Firearm retail and industry representatives expressed how firearm safety education can work in tandem with business tactics. “We are eager to be a partner working with communities to create tools and resources promoting safe storage options,” said Jacquelyn Clark, a local firearms retailer who is working to provide more firearm lock boxes with sales.
Last year’s meeting culminated in participants creating 10 recommendations to enhance firearm suicide prevention and interventions among service members. To foster teamwork, this year’s event closed with small breakout groups discussing opportunities for collaboration, barriers to collaborations growing and spreading, and key evaluation metrics for measuring outcomes.
Attendees discuss collaboration prompts during the small group breakout sessions.
Summit co-organizer Ian Stanley, PhD, psychological health lead for the CU Center for COMBAT Research and military and veteran lead for the CU Firearm Injury Prevention Initiative, echoed a call for personal connection to service members.
“We need to do a better job at elevating, in our research, the voices of those in the firearm community and those impacted by firearm suicide,’” he said. “Through the focus of this year’s summit on fostering military-civilian partnerships, we are poised to conduct more impactful research to address firearm suicide in the military.”
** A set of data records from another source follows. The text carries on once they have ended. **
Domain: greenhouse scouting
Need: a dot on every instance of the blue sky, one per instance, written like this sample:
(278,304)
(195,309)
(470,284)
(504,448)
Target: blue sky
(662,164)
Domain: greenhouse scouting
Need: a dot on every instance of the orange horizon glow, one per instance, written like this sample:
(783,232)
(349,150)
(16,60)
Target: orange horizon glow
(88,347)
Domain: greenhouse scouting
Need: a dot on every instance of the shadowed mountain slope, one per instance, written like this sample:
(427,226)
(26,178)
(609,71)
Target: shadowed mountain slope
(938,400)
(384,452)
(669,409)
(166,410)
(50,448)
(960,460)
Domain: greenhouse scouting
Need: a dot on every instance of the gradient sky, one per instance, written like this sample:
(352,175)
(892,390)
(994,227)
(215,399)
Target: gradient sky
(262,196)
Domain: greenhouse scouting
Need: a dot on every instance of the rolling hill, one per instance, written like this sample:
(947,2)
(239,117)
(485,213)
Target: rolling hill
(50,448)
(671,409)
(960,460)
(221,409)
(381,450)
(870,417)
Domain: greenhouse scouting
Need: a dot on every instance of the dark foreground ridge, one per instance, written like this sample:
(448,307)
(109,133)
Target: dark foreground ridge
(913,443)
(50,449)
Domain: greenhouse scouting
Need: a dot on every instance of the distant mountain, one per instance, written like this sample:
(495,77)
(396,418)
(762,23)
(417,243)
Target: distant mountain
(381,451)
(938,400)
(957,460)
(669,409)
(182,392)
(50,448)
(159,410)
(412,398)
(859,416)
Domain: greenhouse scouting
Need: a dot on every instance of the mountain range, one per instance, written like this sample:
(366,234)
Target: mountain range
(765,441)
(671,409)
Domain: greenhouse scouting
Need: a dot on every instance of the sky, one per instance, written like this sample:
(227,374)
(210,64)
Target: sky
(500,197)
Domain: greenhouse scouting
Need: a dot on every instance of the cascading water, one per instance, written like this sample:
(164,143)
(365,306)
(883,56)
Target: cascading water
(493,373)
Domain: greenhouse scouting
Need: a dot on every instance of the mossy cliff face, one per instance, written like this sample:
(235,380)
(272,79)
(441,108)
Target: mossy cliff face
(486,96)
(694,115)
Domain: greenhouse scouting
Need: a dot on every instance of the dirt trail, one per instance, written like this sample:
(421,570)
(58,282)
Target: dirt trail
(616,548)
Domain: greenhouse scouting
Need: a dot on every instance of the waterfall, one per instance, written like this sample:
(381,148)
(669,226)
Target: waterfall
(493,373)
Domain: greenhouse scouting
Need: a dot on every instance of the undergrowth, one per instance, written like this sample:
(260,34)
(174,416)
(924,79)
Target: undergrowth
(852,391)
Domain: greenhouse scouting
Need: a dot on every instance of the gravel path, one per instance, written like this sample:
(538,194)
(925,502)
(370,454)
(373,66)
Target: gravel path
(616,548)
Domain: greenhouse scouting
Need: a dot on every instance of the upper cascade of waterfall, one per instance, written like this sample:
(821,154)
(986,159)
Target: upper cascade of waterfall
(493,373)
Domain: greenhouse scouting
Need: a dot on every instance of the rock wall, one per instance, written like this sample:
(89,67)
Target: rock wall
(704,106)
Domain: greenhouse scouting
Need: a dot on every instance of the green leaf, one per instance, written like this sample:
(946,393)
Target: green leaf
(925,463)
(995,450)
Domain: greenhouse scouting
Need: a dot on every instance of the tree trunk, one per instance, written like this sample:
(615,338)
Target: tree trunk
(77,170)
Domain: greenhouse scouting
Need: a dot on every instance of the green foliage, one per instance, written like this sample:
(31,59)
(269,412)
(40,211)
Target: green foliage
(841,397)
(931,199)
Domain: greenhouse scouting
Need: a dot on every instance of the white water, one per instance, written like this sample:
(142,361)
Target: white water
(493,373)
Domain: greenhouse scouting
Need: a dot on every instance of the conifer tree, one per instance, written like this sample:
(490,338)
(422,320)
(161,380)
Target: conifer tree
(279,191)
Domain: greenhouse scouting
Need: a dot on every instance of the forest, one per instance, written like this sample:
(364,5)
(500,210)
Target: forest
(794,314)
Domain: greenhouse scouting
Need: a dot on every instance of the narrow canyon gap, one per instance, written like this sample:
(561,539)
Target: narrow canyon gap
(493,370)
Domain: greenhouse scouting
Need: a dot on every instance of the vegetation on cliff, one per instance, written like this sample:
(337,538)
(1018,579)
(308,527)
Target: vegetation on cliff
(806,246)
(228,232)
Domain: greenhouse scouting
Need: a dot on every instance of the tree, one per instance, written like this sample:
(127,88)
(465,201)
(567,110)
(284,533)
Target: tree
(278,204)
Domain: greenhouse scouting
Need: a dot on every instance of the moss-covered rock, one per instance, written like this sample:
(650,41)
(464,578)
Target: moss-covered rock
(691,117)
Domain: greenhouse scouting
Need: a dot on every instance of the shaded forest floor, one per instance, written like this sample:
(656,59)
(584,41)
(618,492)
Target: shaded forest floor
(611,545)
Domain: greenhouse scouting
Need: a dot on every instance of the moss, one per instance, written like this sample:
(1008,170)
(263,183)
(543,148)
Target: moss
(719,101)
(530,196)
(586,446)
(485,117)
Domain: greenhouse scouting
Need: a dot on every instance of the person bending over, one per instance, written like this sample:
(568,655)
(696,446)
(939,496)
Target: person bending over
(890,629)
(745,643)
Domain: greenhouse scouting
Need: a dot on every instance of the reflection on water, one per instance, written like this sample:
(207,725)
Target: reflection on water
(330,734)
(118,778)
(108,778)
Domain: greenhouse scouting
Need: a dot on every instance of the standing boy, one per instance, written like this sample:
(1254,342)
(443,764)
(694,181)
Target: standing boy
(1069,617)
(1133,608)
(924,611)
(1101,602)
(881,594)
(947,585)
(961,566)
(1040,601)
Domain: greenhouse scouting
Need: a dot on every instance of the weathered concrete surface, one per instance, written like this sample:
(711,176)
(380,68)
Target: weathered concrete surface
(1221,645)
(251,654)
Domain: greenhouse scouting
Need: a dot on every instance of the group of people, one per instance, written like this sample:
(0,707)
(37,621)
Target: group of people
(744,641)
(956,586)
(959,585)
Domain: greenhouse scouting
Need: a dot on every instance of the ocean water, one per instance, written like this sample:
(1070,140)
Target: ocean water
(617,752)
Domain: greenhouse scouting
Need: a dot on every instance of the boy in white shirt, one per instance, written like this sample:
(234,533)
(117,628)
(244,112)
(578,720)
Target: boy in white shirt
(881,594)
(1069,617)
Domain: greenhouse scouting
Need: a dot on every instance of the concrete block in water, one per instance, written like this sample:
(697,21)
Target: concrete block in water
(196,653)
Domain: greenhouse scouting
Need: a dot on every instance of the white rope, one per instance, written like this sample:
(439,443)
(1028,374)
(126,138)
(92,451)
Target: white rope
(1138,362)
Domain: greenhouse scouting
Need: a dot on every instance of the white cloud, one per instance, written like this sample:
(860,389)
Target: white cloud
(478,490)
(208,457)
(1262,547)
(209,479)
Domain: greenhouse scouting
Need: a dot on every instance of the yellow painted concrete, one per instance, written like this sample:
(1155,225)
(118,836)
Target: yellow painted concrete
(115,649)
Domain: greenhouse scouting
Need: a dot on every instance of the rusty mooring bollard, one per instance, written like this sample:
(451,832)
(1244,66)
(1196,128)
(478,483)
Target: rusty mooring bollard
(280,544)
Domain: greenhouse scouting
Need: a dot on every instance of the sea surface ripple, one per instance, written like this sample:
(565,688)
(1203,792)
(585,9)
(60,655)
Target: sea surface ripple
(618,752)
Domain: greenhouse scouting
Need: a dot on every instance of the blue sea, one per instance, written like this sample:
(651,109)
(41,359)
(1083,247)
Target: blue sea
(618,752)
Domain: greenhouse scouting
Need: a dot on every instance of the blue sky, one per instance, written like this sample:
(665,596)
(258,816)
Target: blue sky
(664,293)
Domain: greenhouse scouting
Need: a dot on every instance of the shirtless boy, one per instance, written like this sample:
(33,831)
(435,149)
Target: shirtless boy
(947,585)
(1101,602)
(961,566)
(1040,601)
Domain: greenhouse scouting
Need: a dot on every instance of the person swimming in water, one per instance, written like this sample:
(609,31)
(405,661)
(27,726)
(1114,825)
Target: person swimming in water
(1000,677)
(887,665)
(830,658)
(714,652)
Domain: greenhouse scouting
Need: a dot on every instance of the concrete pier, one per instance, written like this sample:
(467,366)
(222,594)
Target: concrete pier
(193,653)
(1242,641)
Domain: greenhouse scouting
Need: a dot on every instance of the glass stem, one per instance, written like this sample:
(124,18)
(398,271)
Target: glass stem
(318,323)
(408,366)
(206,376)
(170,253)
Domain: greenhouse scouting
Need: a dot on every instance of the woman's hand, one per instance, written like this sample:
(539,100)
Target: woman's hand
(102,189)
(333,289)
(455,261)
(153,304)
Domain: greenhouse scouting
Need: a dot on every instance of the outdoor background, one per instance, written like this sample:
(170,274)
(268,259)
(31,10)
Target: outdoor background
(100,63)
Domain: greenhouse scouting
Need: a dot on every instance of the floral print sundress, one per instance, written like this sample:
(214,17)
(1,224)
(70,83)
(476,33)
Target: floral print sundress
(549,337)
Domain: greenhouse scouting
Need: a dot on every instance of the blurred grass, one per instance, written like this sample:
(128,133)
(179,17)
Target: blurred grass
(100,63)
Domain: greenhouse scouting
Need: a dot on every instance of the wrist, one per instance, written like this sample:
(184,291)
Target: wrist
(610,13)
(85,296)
Ian Stanley, PhD, moderates group discussions.
With the issue of firearm suicides remaining a major focus for the DoD, leadership will need to get creative with new solutions, said Colonel Vik Bebarta, MD, director of the CU Center for COMBAT Research and professor of emergency medicine.
“If the issue of solving rising firearm suicides was easy, someone would have already solved it. Our goal at the Center for COMBAT Research is to solve the military’s toughest clinical challenges, and this is a one of them. If anyone can do it, it’s us, the nation’s experts leading change,” he said.
Colonel Vik Bebarta, MD, gives a closing statement.
In her closing statement, Betz said she was excited for new collaborations and continued partnerships.
“I feel the passion you all have for this work” she said. “I’m hopeful for what’s to come from our meeting. We are committed to continuing these projects and partnerships with our common goal of preventing firearm injuries and deaths.”